O Centro de Operações de Emergência da região de Madre de Dios no Peru emitiu, nesta quarta-feira (21), um alerta de inundação para os moradores das cidades de Iñapari e Assis Brasil, na fronteira entre o Brasil e Peru.

De acordo com o órgão, o nível do Rio Acre atingiu a faixa de 10 metros e há risco de transbordamento. A cota de transbordamento do manancial para Assis Brasil é de 12,50 metros.

“Informa-se que devido às chuvas torrenciais que ocorreram no topo da bacia hidrográfica do Acre, o nível do rio vai subir muito alto, chegando a transbordar nas próximas horas”, diz a nota.

Por causa do risco, o Coer passou a recomendar que a população que vive mais próxima do rio vá para abrigos com provisões de emergência, já pessoas que vivem em áreas mais isoladas devem ir para lugares mais altos esperar por resgate. Outra recomendação é evitar atravessar o rio e outras áreas alagadas, além de evitar contato com redes elétricas.

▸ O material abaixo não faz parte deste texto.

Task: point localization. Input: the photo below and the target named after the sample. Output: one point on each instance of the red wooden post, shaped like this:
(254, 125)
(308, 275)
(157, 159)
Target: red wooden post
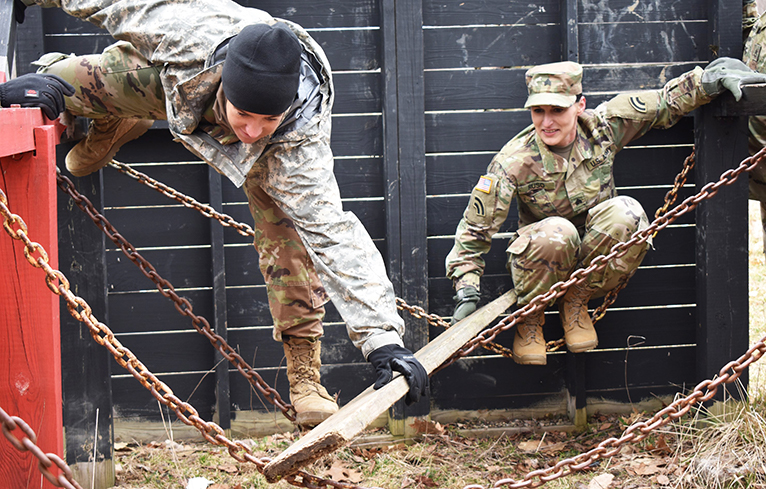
(30, 352)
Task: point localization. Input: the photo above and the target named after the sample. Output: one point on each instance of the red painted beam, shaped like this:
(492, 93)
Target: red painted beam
(30, 351)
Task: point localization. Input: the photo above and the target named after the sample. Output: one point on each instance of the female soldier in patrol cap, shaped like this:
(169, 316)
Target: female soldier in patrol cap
(559, 169)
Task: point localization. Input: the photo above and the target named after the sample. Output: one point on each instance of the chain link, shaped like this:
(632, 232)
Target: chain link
(28, 443)
(416, 311)
(104, 336)
(578, 276)
(181, 303)
(704, 391)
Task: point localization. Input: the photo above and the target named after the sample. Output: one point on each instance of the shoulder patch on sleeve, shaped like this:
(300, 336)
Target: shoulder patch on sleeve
(486, 184)
(637, 106)
(483, 199)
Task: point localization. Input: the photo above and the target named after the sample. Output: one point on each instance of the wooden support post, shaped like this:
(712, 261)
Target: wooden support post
(722, 283)
(404, 105)
(87, 385)
(30, 349)
(343, 426)
(570, 39)
(223, 403)
(721, 237)
(576, 400)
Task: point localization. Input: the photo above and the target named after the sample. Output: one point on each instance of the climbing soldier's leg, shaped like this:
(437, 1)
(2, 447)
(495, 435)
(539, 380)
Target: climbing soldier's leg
(296, 299)
(610, 222)
(119, 89)
(543, 253)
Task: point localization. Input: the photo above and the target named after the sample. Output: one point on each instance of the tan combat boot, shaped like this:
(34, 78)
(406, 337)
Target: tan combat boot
(579, 332)
(105, 137)
(529, 342)
(309, 398)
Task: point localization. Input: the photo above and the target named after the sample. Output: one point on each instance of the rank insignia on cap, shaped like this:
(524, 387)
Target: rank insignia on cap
(485, 184)
(638, 104)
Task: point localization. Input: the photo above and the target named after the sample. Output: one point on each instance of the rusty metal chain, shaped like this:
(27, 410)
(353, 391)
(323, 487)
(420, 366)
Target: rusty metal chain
(578, 276)
(187, 201)
(181, 303)
(704, 391)
(80, 310)
(247, 230)
(670, 199)
(680, 181)
(28, 443)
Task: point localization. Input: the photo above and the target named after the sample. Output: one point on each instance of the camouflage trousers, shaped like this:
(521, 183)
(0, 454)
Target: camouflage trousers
(548, 251)
(121, 82)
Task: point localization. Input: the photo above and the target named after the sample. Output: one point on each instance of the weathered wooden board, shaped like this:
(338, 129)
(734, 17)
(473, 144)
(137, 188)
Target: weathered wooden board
(341, 427)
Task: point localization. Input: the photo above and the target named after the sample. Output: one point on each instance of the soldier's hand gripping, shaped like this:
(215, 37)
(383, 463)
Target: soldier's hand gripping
(37, 90)
(466, 300)
(390, 358)
(729, 74)
(19, 11)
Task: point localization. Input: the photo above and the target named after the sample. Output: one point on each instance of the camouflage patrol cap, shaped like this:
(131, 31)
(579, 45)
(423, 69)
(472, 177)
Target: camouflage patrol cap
(554, 84)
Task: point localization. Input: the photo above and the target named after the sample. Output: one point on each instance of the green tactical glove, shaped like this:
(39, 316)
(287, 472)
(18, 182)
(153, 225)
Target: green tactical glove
(466, 300)
(729, 74)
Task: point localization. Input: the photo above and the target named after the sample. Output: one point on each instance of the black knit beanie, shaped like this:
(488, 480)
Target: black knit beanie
(262, 69)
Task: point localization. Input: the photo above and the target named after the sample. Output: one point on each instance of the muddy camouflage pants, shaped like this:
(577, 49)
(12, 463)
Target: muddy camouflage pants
(121, 82)
(548, 251)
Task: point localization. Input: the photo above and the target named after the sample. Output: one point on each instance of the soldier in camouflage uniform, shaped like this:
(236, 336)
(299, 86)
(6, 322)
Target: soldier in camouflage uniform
(217, 72)
(559, 169)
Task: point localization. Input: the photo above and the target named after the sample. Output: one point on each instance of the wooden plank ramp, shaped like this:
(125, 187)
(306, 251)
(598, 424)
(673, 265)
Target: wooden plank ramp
(340, 428)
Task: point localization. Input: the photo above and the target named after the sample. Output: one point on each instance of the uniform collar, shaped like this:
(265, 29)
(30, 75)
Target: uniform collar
(552, 163)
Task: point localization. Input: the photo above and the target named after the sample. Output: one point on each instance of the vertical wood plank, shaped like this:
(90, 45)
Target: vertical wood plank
(576, 400)
(570, 40)
(391, 142)
(87, 377)
(725, 28)
(721, 231)
(223, 404)
(721, 242)
(30, 348)
(412, 167)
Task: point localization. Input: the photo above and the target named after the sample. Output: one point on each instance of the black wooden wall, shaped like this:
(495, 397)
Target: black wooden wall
(427, 92)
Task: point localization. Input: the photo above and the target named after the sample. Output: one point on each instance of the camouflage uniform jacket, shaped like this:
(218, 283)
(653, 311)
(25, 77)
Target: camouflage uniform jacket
(182, 36)
(546, 185)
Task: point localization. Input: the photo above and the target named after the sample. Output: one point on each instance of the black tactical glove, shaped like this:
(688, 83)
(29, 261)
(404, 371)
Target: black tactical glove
(18, 11)
(466, 301)
(388, 358)
(37, 90)
(729, 74)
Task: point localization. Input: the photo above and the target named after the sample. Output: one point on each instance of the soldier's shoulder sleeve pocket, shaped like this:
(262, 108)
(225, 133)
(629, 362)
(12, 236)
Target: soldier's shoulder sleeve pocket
(640, 106)
(483, 200)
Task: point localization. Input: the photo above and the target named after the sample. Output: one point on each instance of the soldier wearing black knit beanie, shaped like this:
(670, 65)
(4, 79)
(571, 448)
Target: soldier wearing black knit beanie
(261, 73)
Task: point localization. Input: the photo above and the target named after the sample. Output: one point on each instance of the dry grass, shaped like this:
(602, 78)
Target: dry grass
(707, 450)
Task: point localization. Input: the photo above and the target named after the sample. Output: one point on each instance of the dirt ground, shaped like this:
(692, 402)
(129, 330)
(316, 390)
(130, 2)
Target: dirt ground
(722, 449)
(446, 458)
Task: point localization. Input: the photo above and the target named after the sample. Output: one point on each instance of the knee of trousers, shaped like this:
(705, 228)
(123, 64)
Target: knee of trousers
(542, 254)
(618, 218)
(553, 239)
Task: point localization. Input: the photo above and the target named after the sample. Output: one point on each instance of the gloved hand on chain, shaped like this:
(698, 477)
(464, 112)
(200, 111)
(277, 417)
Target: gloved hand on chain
(390, 358)
(466, 300)
(729, 74)
(45, 91)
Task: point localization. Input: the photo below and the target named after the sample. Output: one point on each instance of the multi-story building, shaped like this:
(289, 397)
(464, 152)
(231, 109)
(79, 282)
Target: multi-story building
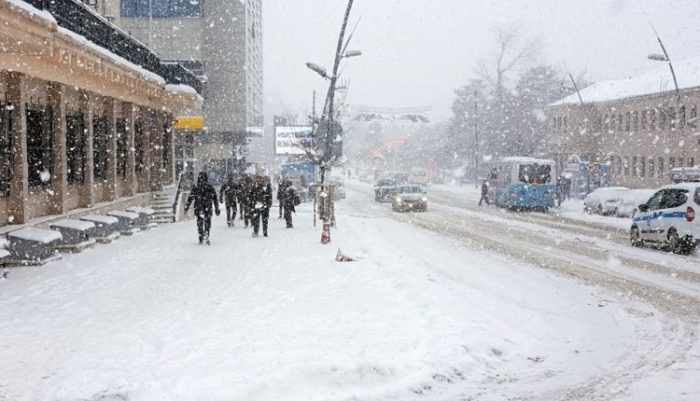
(221, 42)
(639, 126)
(85, 113)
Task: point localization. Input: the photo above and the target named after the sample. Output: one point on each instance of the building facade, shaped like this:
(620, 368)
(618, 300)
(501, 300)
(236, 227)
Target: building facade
(79, 125)
(639, 126)
(221, 42)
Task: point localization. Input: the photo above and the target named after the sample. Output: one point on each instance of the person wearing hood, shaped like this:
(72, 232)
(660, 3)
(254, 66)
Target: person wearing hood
(260, 204)
(229, 192)
(204, 196)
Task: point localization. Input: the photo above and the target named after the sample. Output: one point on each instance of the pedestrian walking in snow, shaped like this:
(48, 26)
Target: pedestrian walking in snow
(484, 193)
(260, 204)
(229, 192)
(246, 185)
(204, 196)
(281, 192)
(291, 200)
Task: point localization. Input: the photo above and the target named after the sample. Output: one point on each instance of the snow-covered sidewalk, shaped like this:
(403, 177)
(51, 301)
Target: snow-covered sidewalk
(419, 316)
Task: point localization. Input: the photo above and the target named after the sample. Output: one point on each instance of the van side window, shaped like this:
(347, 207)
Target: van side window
(654, 202)
(674, 198)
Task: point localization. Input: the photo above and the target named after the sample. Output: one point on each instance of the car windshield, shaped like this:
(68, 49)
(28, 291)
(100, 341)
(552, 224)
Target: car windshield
(349, 200)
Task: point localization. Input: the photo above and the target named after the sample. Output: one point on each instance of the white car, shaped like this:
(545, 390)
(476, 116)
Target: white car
(604, 200)
(667, 219)
(631, 200)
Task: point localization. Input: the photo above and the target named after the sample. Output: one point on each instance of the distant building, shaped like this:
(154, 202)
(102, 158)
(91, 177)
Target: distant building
(221, 42)
(638, 125)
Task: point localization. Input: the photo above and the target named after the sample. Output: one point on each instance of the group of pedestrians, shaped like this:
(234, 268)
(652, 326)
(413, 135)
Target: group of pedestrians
(248, 197)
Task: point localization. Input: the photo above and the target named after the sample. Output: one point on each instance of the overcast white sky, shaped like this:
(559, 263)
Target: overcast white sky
(416, 52)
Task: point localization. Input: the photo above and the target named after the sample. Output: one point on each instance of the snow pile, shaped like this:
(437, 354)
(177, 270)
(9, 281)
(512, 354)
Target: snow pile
(657, 81)
(32, 10)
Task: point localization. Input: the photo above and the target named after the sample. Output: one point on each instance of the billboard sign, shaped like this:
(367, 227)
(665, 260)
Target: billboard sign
(292, 140)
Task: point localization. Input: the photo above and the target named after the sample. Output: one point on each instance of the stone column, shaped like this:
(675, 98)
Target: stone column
(145, 179)
(87, 191)
(17, 204)
(130, 116)
(111, 114)
(59, 180)
(157, 153)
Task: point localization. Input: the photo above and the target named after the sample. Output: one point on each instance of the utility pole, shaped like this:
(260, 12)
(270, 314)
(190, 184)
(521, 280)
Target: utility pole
(476, 140)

Procurado pelo g1, o coordenador da Defesa Civil do Acre, coronel Carlos Batista, disse que o órgão já está ciente da situação e monitora o lado brasileiro. Ele ressaltou ainda, que embora o nível do rio tenha subido pouco mais de cinco metros em 12 horas, passando de 5,58 metros às 6 h desta quarta para pouco mais de 10 metros às 18 h do mesmo dia, a velocidade de subida diminuiu.

“Temos um grupo de gestão de risco que envolve Peru e Bolívia, então a gente acompanha. Cada Defesa Civil tem sua estratégia operacional de acordo com o plano de contingência. Já tem relação de escolas, caso tenha necessidade de abrigar famílias, assim como também tem Brasiléia, Epitaciolândia e aqui em Rio Branco”, explica.

Batista diz ainda, que a água deve levar pouco mais de 60 horas para chegar até a capital acreana. “Essa onda vem descendo, claro se tiver mais chuvas na região dos afluentes, isso vai favorecer ainda mais uma subida aqui na capital”, finaliza.